The key to getting more funding for NASA, I believe, involves engaging the public with the space program again. I love documentaries on space exploration, but modern CGI-enhanced depictions of missions to Mars don't inspire me in the same way as the gritty seat-of-your-pants images from the Apollo and Mercury missions. Also, as a child, there seemed to be something real and visceral about the images of Jupiter taken from Voyager, because you knew they were not computer-ehanced and involved the simplicity of light passing through a lens. Nowadays the public seem to be numbed to fantastical space imagery that could just as easily be rendered in a computer game or Hollywood blockbuster.

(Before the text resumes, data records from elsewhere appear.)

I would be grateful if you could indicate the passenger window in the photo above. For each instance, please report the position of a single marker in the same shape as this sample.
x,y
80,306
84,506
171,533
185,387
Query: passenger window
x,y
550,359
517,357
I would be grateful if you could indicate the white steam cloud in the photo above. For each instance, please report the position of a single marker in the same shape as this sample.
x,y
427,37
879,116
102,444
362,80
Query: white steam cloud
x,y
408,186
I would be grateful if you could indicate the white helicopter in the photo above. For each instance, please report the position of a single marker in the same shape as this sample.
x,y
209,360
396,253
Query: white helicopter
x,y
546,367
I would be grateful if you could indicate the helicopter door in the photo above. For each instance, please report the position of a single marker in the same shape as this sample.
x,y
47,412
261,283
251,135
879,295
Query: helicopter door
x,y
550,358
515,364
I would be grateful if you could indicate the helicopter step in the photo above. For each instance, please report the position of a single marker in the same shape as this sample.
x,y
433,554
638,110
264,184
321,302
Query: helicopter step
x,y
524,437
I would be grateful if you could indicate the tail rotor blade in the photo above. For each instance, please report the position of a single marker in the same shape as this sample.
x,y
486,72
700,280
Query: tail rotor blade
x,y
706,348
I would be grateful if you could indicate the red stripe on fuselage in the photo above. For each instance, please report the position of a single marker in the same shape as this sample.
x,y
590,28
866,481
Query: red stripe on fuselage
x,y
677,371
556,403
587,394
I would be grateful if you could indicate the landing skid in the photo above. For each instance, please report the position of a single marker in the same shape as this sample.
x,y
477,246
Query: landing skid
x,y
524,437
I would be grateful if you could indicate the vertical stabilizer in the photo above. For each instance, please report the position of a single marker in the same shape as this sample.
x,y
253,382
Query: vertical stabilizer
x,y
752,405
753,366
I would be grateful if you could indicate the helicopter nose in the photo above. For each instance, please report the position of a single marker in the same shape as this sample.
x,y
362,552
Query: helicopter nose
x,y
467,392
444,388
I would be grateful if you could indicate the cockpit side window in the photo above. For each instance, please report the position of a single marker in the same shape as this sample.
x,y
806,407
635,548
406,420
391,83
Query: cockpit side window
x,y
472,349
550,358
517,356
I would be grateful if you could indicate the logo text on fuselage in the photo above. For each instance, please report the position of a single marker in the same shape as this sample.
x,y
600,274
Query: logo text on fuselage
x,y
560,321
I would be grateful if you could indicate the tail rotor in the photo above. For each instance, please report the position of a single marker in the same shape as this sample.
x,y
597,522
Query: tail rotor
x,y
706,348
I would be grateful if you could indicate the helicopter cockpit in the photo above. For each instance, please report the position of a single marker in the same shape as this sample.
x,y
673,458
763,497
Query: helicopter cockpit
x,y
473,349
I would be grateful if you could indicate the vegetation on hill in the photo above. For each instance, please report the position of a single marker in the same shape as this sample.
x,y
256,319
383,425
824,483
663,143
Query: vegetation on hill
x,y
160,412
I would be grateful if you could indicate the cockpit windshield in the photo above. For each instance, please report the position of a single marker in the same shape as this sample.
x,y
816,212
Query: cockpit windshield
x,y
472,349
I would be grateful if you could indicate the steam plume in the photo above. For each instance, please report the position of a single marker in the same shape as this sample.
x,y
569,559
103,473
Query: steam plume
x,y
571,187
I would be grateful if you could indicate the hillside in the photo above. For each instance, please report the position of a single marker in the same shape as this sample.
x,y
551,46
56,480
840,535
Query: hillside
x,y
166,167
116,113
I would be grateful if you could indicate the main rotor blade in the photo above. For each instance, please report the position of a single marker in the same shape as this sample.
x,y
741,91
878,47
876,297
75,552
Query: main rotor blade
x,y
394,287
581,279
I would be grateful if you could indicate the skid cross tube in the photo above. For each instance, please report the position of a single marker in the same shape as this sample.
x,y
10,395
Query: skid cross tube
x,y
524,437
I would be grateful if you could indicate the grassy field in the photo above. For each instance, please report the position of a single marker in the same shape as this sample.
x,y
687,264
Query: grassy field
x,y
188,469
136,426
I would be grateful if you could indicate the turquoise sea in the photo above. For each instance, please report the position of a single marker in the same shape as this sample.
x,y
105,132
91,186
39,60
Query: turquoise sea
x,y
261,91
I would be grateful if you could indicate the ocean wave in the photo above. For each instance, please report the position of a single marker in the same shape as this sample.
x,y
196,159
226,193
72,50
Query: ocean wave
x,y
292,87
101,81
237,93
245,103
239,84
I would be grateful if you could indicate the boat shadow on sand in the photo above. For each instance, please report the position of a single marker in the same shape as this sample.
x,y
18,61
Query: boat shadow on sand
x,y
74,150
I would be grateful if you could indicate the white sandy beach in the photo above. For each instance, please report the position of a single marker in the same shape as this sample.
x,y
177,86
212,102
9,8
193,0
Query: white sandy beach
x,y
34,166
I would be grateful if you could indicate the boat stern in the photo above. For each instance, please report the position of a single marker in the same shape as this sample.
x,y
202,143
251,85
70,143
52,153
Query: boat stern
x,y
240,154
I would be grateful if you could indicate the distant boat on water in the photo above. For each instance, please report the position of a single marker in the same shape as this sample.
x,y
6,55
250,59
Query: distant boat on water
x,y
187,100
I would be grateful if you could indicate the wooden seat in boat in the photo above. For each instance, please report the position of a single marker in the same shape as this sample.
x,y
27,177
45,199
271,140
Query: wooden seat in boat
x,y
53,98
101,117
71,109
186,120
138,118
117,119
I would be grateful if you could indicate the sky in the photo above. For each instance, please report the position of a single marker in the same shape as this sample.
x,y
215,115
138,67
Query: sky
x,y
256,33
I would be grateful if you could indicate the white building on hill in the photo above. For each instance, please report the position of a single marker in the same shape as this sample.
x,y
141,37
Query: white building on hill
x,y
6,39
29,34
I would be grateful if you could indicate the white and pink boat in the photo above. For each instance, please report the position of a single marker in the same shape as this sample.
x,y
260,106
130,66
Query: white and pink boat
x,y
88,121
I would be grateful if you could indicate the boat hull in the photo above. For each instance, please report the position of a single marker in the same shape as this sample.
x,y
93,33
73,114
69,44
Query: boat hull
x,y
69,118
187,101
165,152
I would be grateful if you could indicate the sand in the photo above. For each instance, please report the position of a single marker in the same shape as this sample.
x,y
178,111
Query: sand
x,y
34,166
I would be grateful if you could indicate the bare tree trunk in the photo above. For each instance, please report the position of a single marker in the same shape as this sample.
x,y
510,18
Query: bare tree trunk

Maybe this is why images that are obviously not computer-enhanced and border on the mundane seem to resonate with me. My favourite shot from a space mission ever was taken in 1975 by the Russian spacecraft Venera 9 as it landed on the surface of Venus. It managed simply to get a picture of the ground it landed on before the camera was crushed by the weight of the atmosphere. It's a pretty boring shot, I suppose, but as long as you are aware it's taken on another planet, then the possibility of what lurks beyond the borders of the shot makes it quite magical in my opinion.

The story behind the photo also enhances its value. I admire the risk-taking and the man-power involved in this possibly futile mission all to get this one not particularly remarkable shot. To me this is what makes space exploration interesting, the high risk in overcoming almost impossible odds to achieve a simple goal. Watching some poindexter sweating over a slide rule in the late sixties calculating a descent velocity is far more engaging and indicative of the inherent risks of space travel than any CGI depiction of a martian landscape.

Ultimately, I think to really sell the space program to the public again, NASA will have to raise the stakes and send a person to Mars. Maybe people are just sick of looking at pictures altogether. No image could possibly engage the public as much as having a person step onto the surface of Mars and being speechless.